The aim is to have enough space cleared by the end of the week that I can measure the space in the dining area accurately enough that I know what the Kallax boardgame storage is going to encompass, so I can get the big Ikea order placed.  Exciting!

Modern pop music

At the start of 2010, with my interest piqued by the 2009 Christmas number one race between Joe McElderry and Rage Against The Machine, I decided that for the entirety of the 2010s, I would follow what was happening in the UK music chart, no matter how terrible the music was.  I’ve always liked the way that pop culture nostalgia can be packaged neatly into decades, and I thought it would be cool to follow the evolution of one from start to finish.
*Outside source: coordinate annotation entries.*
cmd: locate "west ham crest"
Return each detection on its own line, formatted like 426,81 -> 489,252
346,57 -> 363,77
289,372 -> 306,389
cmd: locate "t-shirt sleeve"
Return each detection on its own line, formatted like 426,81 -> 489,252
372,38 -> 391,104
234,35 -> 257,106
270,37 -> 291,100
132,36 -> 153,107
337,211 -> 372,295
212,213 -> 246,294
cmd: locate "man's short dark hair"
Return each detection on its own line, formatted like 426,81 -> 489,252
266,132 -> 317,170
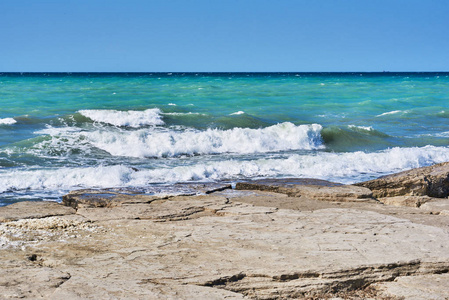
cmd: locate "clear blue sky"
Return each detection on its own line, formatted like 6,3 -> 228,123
0,0 -> 449,72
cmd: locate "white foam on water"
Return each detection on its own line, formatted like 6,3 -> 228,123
79,108 -> 164,128
0,118 -> 17,125
230,110 -> 245,116
0,146 -> 449,193
348,125 -> 374,131
82,122 -> 324,158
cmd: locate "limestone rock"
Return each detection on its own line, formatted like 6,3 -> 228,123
421,199 -> 449,215
236,179 -> 372,202
355,162 -> 449,198
62,189 -> 161,209
0,201 -> 75,223
375,273 -> 449,300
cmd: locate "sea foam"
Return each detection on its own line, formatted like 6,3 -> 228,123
0,118 -> 17,125
79,108 -> 164,128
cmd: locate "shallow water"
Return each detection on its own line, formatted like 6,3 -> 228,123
0,73 -> 449,205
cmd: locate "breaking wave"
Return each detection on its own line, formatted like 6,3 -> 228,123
34,122 -> 324,158
0,146 -> 449,194
78,108 -> 164,128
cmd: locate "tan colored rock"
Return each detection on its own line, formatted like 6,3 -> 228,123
377,196 -> 439,207
0,191 -> 449,299
0,201 -> 75,223
375,273 -> 449,300
236,179 -> 372,202
355,162 -> 449,198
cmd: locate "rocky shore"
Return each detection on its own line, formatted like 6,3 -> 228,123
0,163 -> 449,299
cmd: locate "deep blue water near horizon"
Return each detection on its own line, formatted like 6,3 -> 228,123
0,72 -> 449,205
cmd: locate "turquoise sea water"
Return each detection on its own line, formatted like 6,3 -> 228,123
0,73 -> 449,205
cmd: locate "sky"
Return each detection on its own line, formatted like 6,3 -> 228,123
0,0 -> 449,72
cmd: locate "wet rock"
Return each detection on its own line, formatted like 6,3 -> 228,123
377,196 -> 439,207
236,179 -> 373,202
355,162 -> 449,198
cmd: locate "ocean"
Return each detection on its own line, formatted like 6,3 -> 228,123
0,72 -> 449,206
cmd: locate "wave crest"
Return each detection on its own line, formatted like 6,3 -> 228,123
78,108 -> 164,128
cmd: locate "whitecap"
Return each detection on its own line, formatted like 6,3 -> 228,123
0,118 -> 17,125
79,108 -> 164,128
348,125 -> 374,131
0,146 -> 449,193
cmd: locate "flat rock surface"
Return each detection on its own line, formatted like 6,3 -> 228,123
0,186 -> 449,299
376,273 -> 449,300
236,179 -> 372,202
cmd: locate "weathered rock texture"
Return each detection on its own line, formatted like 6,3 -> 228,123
0,165 -> 449,299
236,179 -> 372,202
356,162 -> 449,198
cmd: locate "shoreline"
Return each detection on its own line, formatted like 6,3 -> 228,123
0,163 -> 449,299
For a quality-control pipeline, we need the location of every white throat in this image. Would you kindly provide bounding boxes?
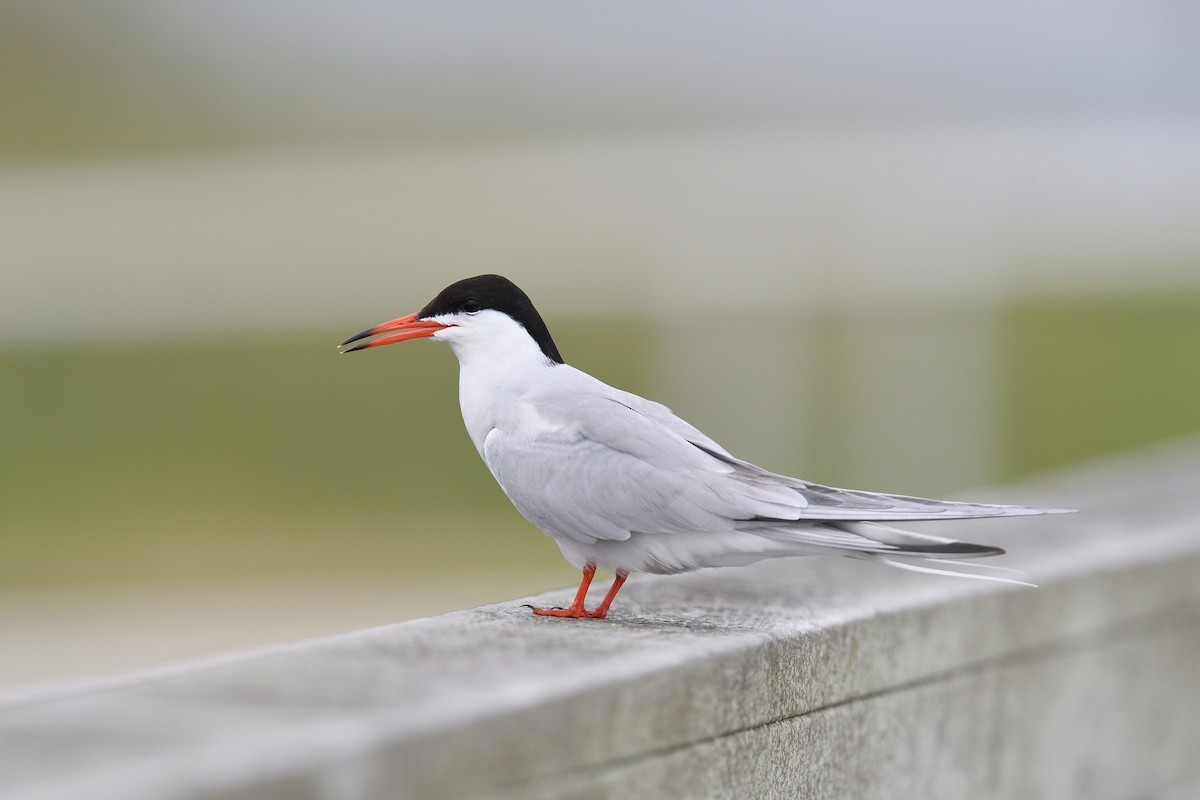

Though I’m a list obsessive and had loved following the chart as a kid in the ’90s (the tail end of that happy period in UK pop music that roughly ended with the demise of Smash Hits and Top of the Pops), I’d lost interest during the ’00s, largely because I was Too Busy Being Goth.  I was roughly aware that some of the more pop-punk and emo stuff that was featured in the rock magazines I read was in the charts around mid-decade, but I didn’t really have any idea of what was going on in pop music at all, other than what people were dancing to on Strictly.*

Eight years in, it’s been interesting, and catching up with the chart has become such an ingrained weekly habit that I expect I’ll keep doing it into the ’20s and beyond.  90% of 2010s chart music, IMO, is awful, but there has been some stuff I like – the more electro-pop direction of the early part of the decade was good, as was the brief folk-rock trend.  Unfortunately the quality seems to have dipped a bit in the last couple of years and at the moment it all seems to be uninspiring EDM, offensively bad sampling of classic ’90s dance, bland forgettable pop-by-numbers and Ed Sheeran ballads.  I can’t remember the last time there was an actual rock song in the charts.

Some stats, ’cause I like stats:

I’ve liked 250 songs from the 2010s enough to add them to my Spotify playlist.

  • 42 from 2010
  • 49 from 2011
  • 26 from 2012
  • 33 from 2013
  • 27 from 2014
  • 20 from 2015
  • 20 from 2016
  • 32 from 2017
  • 1 from 2018 (so far).

My 2010s playlist does get a look-in when I’m in a more dance-y/upbeat mood, but obviously it doesn’t get anywhere near the amount of airtime my 1980s playlist gets.  Nothing beats the ’80s for me as far as pop songs (and, let’s face it, most things) are concerned.

* I’ve never been Too Busy Being Goth to watch Strictly.